ブライアン・フェリーが最初のソロを出した頃、そのアルバムの中の「激しい雨が降る」をピアノ弾き語りで歌うフィルムが流れたのをよく覚えている。ロキシー・ミュージックの毒々しいアルバムジャケットを初めて見たのもこの時だったと思う。『リブ・ヤング』では国内のアーティストのスタチ“オ・ライブが放送されることもあった。レコード・デビュー前のキャロルや村八分が出演したことはよく知られている。残念ながら村八分を観た記憶はない。キャロルの動く映像もこの頃に観たという記憶は確かにあるのだが『リブ・ヤング』で観たのかどうかはっきりとしない。よく覚えているのはウォッカコリンズのライブである。かまやつひろしが「バンバンバン」等を演奏した後で、ウォッカコリンズが「サンズ・オブ・タイム」を披露した。これがカッコよかった。グラム・ロックを意識していることがはっきり伝わったのだ。アーティスト本人が登場してライブの告知などを行うコーナーもあり、加藤和彦が髪を真っ赤に染め眉を剃り落とした当時のデビッド・ボウイそっくりの姿で登場して驚かされたりもした。NHKの『ヤング・ミュージック・ショー』でピンク・フロイドの『ライヴ・イン・ボンベイ』を観たのは七三年の三月だ。それがきっかけというわけでもないが、七三年になると僕はプログレッシヴ・ロックにも傾倒するようになっていった。[3]

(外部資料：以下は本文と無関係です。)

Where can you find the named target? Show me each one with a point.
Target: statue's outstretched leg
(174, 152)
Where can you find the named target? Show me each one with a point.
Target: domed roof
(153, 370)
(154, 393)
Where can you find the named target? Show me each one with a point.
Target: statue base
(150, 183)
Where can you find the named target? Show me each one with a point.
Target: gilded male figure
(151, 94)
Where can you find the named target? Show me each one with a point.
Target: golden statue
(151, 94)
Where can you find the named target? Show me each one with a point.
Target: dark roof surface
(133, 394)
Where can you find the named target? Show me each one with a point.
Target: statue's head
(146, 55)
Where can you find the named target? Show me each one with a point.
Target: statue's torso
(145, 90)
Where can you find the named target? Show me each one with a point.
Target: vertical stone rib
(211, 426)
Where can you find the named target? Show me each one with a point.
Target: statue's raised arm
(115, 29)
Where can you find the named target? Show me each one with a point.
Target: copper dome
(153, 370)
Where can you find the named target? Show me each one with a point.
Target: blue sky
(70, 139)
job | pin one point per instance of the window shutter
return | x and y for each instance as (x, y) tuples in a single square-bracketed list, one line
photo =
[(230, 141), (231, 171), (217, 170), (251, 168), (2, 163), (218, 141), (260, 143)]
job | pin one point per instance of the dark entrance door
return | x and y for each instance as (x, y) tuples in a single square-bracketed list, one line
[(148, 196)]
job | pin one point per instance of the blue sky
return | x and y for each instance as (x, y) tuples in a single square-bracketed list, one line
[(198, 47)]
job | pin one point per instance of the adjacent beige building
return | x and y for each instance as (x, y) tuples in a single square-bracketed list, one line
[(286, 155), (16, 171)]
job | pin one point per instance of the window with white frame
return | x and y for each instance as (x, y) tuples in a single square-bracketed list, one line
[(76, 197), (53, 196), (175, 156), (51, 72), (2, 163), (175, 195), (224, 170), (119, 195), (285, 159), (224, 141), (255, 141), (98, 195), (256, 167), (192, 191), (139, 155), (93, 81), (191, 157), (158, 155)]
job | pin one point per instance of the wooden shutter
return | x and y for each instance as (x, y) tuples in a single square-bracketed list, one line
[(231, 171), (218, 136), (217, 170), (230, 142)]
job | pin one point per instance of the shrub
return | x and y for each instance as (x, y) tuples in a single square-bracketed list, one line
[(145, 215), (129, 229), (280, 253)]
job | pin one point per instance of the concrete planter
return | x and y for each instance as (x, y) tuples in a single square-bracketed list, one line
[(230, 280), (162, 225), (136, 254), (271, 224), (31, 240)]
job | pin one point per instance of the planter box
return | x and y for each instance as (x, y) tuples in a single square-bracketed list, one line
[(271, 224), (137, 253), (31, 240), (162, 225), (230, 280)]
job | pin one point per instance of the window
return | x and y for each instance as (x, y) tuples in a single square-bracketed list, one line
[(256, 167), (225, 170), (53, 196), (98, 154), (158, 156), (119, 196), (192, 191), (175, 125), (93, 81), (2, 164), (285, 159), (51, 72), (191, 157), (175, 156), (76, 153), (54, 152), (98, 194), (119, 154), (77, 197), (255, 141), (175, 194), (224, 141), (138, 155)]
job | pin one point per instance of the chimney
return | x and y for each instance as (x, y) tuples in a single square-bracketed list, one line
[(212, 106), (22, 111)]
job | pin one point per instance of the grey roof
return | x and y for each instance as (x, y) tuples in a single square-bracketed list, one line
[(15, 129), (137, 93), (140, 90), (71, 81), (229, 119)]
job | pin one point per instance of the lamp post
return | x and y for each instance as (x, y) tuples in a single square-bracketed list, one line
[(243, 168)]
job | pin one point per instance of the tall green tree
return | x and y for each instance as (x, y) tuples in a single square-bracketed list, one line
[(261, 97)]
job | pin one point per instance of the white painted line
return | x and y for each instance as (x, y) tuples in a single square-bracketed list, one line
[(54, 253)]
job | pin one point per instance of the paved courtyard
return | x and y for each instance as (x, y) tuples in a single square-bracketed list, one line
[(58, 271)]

 決していつの時代でも実はマジョリティになりえない少女と少年たちにとって、その初期においてロック・ミュージックの経験は性的な恍惚感と政治的なテクストを彼らお好みのおのおのの手術台の上で――ゲバ棒もしくは同時期にニューヨークで証明されたようなアートの方角へも照応されうるストリートではなく――遭遇させ合体させた魔術的な呪文のごとく、儀式的な重要性さえ帯びていたと想像されよう。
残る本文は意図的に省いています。